Il caso più evidente è quello di Jannik Sinner, divenuto ormai simbolo dell’Italia sportiva all’estero. Lo scorso 15 marzo ha battuto il russo Daniil Medvedev in finale dell’ATP 1000 di Indian Wells, a termine di un torneo che ha dominato. Tra il primo turno e la finale non ha concesso nemmeno un set, superando anche avversari di alto livello come Zverev e dimostrando come il cemento sia la sua superficie prediletta. Ora lo attende un altro cemento americano, quello di Miami, dove potrebbe incrociare il rivale Carlos Alcaraz solo in un’eventuale finale.

Il 15 marzo non ha visto trionfare solo Sinner. Dall’altra parte del mondo, in Cina, Kimi Antonelli, giovane pilota Mercedes, è riuscito a vincere il GP di Shangai. Una gara dominata dal 19enne di Bologna che, tranne per un sorpasso subito durante il secondo giro dal ferrarista Hamilton, è rimasto al comando per 55 giri sui 56 totali, divenendo il secondo pilota più giovane ad aver mai vinto una gara in Formula 1 e il primo italiano a vincere un GP dal 2006.

Si potrebbe però obiettare che questi sono sport individuali, come tra l’altro sono state parte delle discipline nelle quali abbiamo vinto delle medaglie nelle scorse Olimpiadi invernali di Milano-Cortina.
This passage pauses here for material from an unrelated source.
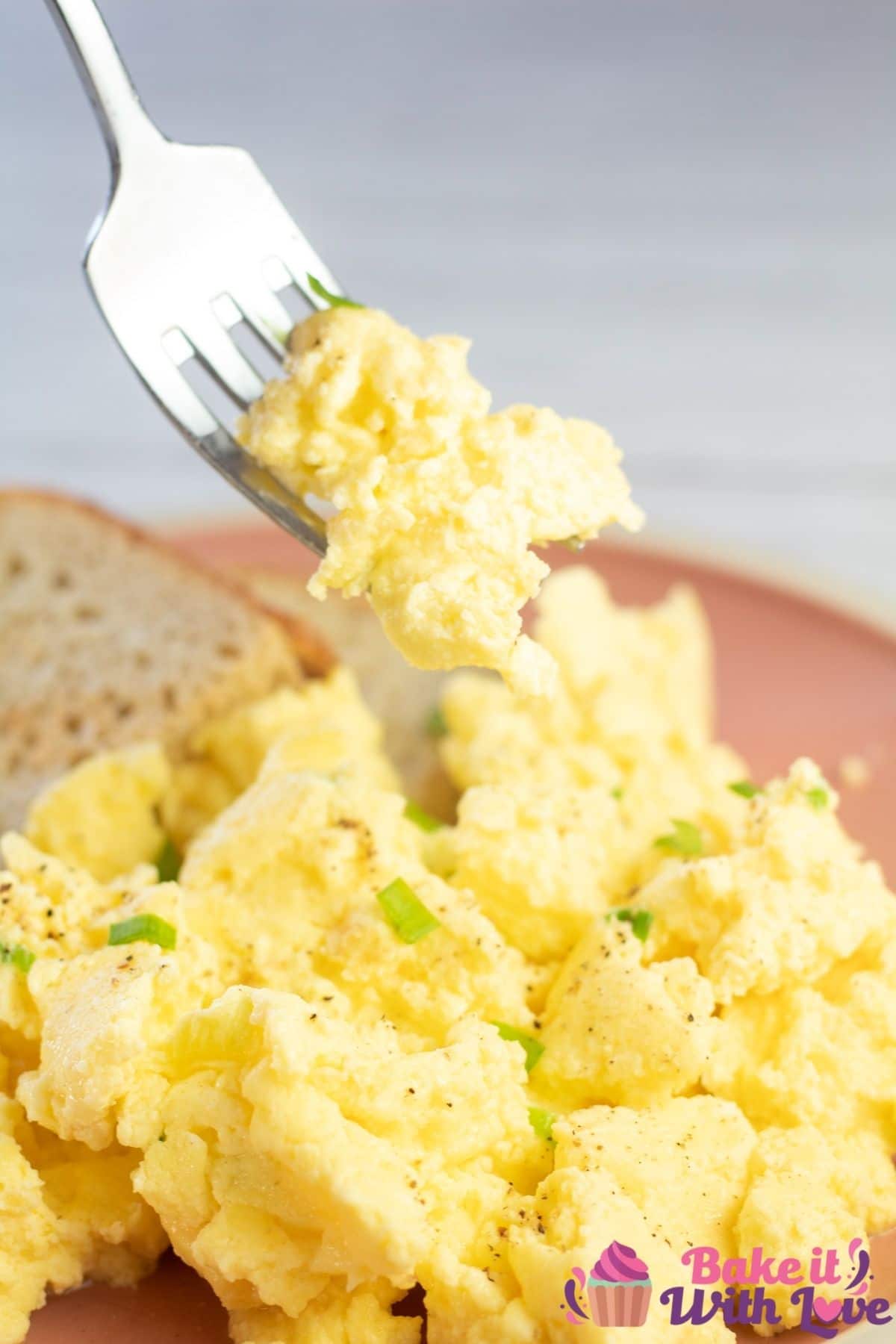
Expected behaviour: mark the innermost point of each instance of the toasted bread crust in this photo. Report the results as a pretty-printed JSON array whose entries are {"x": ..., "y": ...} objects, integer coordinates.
[{"x": 109, "y": 636}]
Ma in realtà segnali importanti arrivano anche da discipline di squadra, come testimonia il percorso fatto dalla nazionale italiana di baseball nel World Baseball Classic. Nonostante alla vigilia fosse tutt’altro che una delle favorite, la nostra nazionale è stata la vera e propria “cenerentola” del torneo, chiudendo il girone al primo posto davanti agli Stati Uniti, battendo ai quarti Porto Rico e arrendendosi solo ai futuri campioni del Venezuela.

Se ciò non fosse abbastanza, prendiamo il Sei Nazioni di rugby: dopo anni di insuccessi, la selezione italiana di coach Gonzalo Quesada ha chiuso al quarto posto battendo Scozia e Inghilterra, due delle nazionali simbolo della disciplina. Si tratta di risultati che confermano una crescita evidente e la nascita di una generazione finalmente competitiva.

Eppure, quelli che ho nominato continuano ad essere considerati “sport di serie B”. Il calcio resta dominante, occupando gran parte dello spazio mediatico (link all’articolo Calcio mangiatutto: neppure le Olimpiadi riescono a ritagliarsi lo spazio che meriterebbero), nonostante i risultati recenti non siano sempre all’altezza del suo peso.

Sembra quindi giunto il momento di rivedere questa gerarchia. L’Italia sta dimostrando di poter essere competitiva in molte discipline, non solo in quella che per oltre un secolo ha rappresentato l’identità sportiva nazionale. E mentre sono gli italiani stessi a non volersene rendere conto, forse il cambiamento è già in atto.